In fact, the presumptuous quest for the autographic text, for texts more perfect than the ones God has supplied, has produced a plethora of speculative texts that can only be called synthetic. Truly they are, for they are fabricated from these worst of all manuscripts, according to rules that are so arbitrary that textual scholars cannot agree on what they should be. Readings are chosen according to the subjective judgment of the individual scholar.
Once we were assured that the textual critics would some day remove all doubt about the text of Scripture; but it ain’t happened yet! If you open a modern critical Greek New Testament at random, you will find a set of cryptic notes that offer, for each place in the text shown on that page that they consider uncertain, a series of choices labelled, say, A,B, C, etc., each given a rating based on the text-critics’ opinion of which is more likely the true reading. The ratings change with each new edition. The reader gets to pick the one he likes best.
These synthetic texts are no better than a series of counterfeits. And the textual scholars and publishers who have attempted to foist these counterfeits on an unsuspecting world stand on the same moral ground as those who counterfeit wills, and currency, and such. Actually, while the crime is the same, it is far less heinous to deprive a man of his temporal property than to rob him of the pure Word of God.

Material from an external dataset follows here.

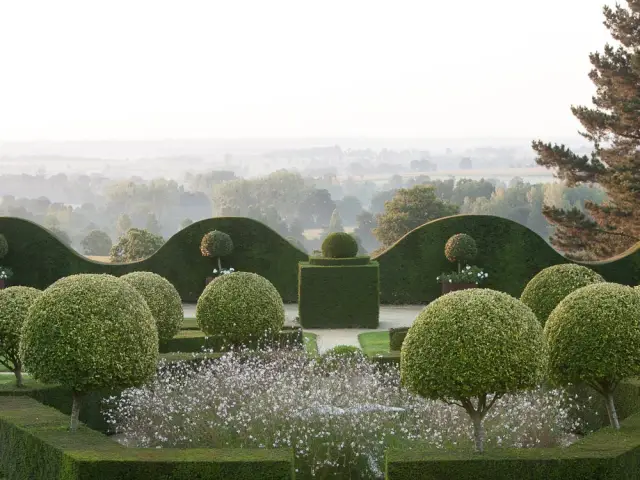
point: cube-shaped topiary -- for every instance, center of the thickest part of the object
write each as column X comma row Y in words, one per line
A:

Every Presbyterian minster has to subscribe to the truth of the Westminster standards, and must vow to uphold and teach its doctrines. How is it then, that most of them reject the authenticity of the Received text? That they rely on their critical Greek New Testaments for the true reading? That they use and approve translations of the critical text; and teach that the Authorized version is inaccurate? I think that those are fair questions.